Typically, these are called SCART switchers. Most any switcher should work fine, including automatic switchers. Towards the cheap end, you have the Bandridge switchers, which come in both manual and automatic variants; and there’s the Otaku Games SCART switcher, which is manual only. On the higher, significantly-more-expensive end, you have the gscartsw and Hydra switchers, which are fully automatic.
The main things to remember are:
1. Make sure that the male-to-male SCART cable that will link the switcher to the OSSC is fully-shielded. You can get cables like this from Retro-Access and Retro Gaming Cables; although cheaper ones from other manufacturers, like Sony or KabelDirekt, should work fine, but, if you notice any interference in the video and/or audio, a cheap cable between the switcher and OSSC may be a contributing factor.
2. If you aren’t going to be connecting the output of your switcher to professional AV equipment, like a PVM/BVM, or Extron or Crestron switchers or video processors, then your cable preference should go: CSync (only if the console natively outputs composite sync), sync-on-luma, then sync-on-composite. Avoid cables with built-in sync strippers; they are more expensive and entirely unnecessary if everything is going into an OSSC.
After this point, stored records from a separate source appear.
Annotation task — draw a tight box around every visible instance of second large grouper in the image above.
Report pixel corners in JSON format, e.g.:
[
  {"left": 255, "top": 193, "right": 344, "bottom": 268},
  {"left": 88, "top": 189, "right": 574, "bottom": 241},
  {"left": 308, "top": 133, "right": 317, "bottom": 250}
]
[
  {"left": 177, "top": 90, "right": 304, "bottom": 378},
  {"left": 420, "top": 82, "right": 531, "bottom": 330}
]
3. If, instead, you are going to connect consoles to pro AV equipment, you will need to use clean composite sync (not sync-on-luma or sync-on-composite). If you intend to use the sync stripper feature on the gscartsw, you should make sure that your consoles’ SCART cables do not have sync strippers in them. You can encounter issues, like failure to sync, when you have more than one sync stripper in use; so you should pick between having sync strippers in the cables or using the sync stripper in the gscartsw.